Design of the Week | Richard Price and The Night Of
We've been watching HBO's new series, The Night Of, which began as a slow-drip police procedural and evolved into a provocative noir mystery. The show was spearheaded by Richard Price, who wrote for The Wire, but is best known as a novelist, being the author of Clockers (which became a Spike Lee joint), Lush Life, and most recently The Whites ("Price writing as Harry Brandt"). I'm not going to extrapolate about how silly it is to write something under a pen name and then have both that pen name and real name on the cover (though the pen name much smaller). I think we can all agree that it's pointless and wasteful of a perfectly good pen name.
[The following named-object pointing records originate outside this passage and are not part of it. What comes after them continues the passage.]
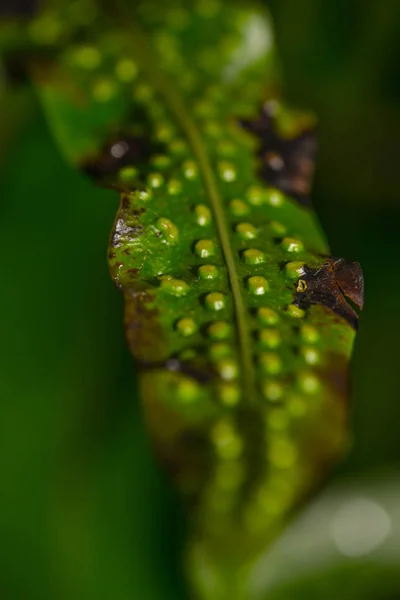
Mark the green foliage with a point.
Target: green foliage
(233, 311)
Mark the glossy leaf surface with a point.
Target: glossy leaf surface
(238, 319)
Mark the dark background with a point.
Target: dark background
(84, 513)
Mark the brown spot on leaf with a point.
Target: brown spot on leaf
(286, 163)
(142, 327)
(332, 285)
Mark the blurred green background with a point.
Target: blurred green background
(84, 512)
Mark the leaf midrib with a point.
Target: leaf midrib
(142, 53)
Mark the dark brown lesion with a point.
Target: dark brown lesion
(338, 285)
(287, 163)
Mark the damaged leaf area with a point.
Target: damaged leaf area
(240, 324)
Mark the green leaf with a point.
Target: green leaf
(240, 322)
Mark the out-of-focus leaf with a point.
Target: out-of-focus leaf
(241, 323)
(345, 544)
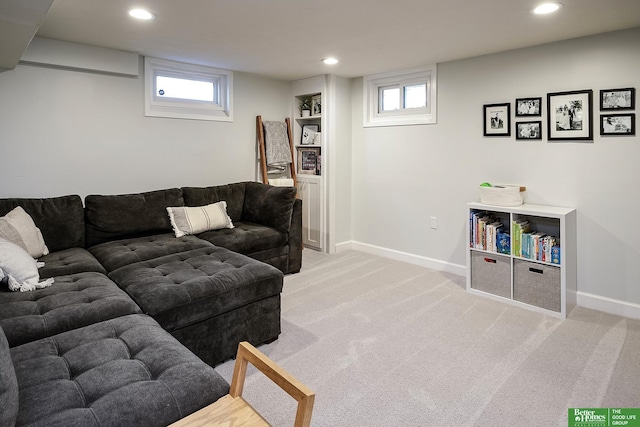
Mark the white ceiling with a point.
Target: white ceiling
(287, 39)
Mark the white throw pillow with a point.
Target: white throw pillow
(18, 227)
(19, 268)
(194, 220)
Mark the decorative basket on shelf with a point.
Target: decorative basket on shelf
(502, 195)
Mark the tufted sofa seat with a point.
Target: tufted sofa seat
(118, 253)
(121, 372)
(69, 261)
(194, 294)
(75, 301)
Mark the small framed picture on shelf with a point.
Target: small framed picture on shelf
(309, 132)
(497, 119)
(528, 107)
(529, 130)
(617, 124)
(316, 105)
(570, 115)
(308, 161)
(618, 99)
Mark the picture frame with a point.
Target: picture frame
(529, 130)
(308, 161)
(618, 124)
(308, 133)
(497, 119)
(528, 107)
(570, 116)
(316, 105)
(618, 99)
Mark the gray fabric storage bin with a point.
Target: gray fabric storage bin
(537, 284)
(491, 273)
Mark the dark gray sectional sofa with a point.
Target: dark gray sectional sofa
(123, 334)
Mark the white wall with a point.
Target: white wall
(403, 175)
(70, 132)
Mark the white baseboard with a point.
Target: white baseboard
(434, 264)
(584, 299)
(608, 305)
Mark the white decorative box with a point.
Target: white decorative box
(502, 195)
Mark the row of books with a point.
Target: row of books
(488, 233)
(531, 244)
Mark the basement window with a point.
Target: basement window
(400, 98)
(187, 91)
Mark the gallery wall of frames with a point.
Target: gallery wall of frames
(570, 116)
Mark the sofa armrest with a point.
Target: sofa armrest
(270, 206)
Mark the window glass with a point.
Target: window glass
(390, 99)
(187, 91)
(400, 98)
(415, 96)
(194, 90)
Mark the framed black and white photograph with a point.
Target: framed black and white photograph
(618, 99)
(570, 115)
(497, 119)
(316, 105)
(528, 107)
(309, 132)
(308, 161)
(529, 130)
(618, 124)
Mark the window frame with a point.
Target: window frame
(221, 109)
(372, 99)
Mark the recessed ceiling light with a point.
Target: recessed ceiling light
(141, 14)
(545, 8)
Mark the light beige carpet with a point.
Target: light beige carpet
(385, 343)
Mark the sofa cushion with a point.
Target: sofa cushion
(185, 288)
(18, 227)
(69, 261)
(72, 302)
(267, 205)
(60, 219)
(233, 194)
(246, 238)
(8, 385)
(116, 254)
(193, 220)
(112, 217)
(121, 372)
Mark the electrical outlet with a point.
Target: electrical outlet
(434, 222)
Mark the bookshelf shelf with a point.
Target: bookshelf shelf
(532, 264)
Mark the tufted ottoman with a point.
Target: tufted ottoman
(73, 301)
(210, 298)
(121, 372)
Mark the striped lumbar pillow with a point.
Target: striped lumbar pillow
(18, 227)
(194, 220)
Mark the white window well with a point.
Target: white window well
(400, 98)
(187, 91)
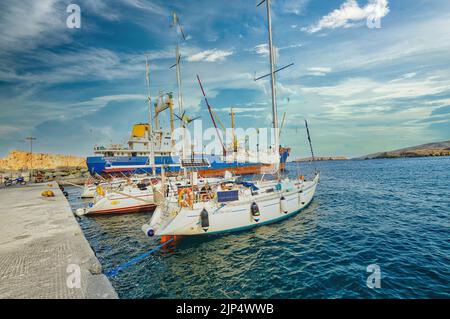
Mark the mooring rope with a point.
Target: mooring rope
(115, 271)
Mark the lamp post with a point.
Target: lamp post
(31, 139)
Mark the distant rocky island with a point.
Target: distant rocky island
(321, 158)
(43, 166)
(21, 160)
(424, 150)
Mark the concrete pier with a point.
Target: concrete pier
(43, 252)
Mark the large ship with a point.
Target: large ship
(147, 152)
(151, 148)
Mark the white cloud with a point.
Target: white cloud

Lush Life was one of the biggest books of 2008, coming out in the spring around the time that we released The Drop Edge of Yonder, Rudy Wurlitzer's first novel in a quarter-century. A lot of folks (Michiko Kakutani) were buzzing about Price's skill at writing dialogue, and the realistic plight of characters in the book, perhaps since it was inspired by the real-life mugging and murder of Nicole duFresne in New York City. On the book's Wikipedia page, the book is presented as "a contemporary social novel," which is appropriate. It strives for big things, but without any actual impact.
Like The Night Of, Lush Life is a slow-drip police procedural, and while the first couple episodes suggested that HBO's series might follow suit—progressing without substantial delivery or impact—the subsequent episodes have been well-plotted, charged with mystery and possibility. Also, the cast is phenomenal. You should check it out.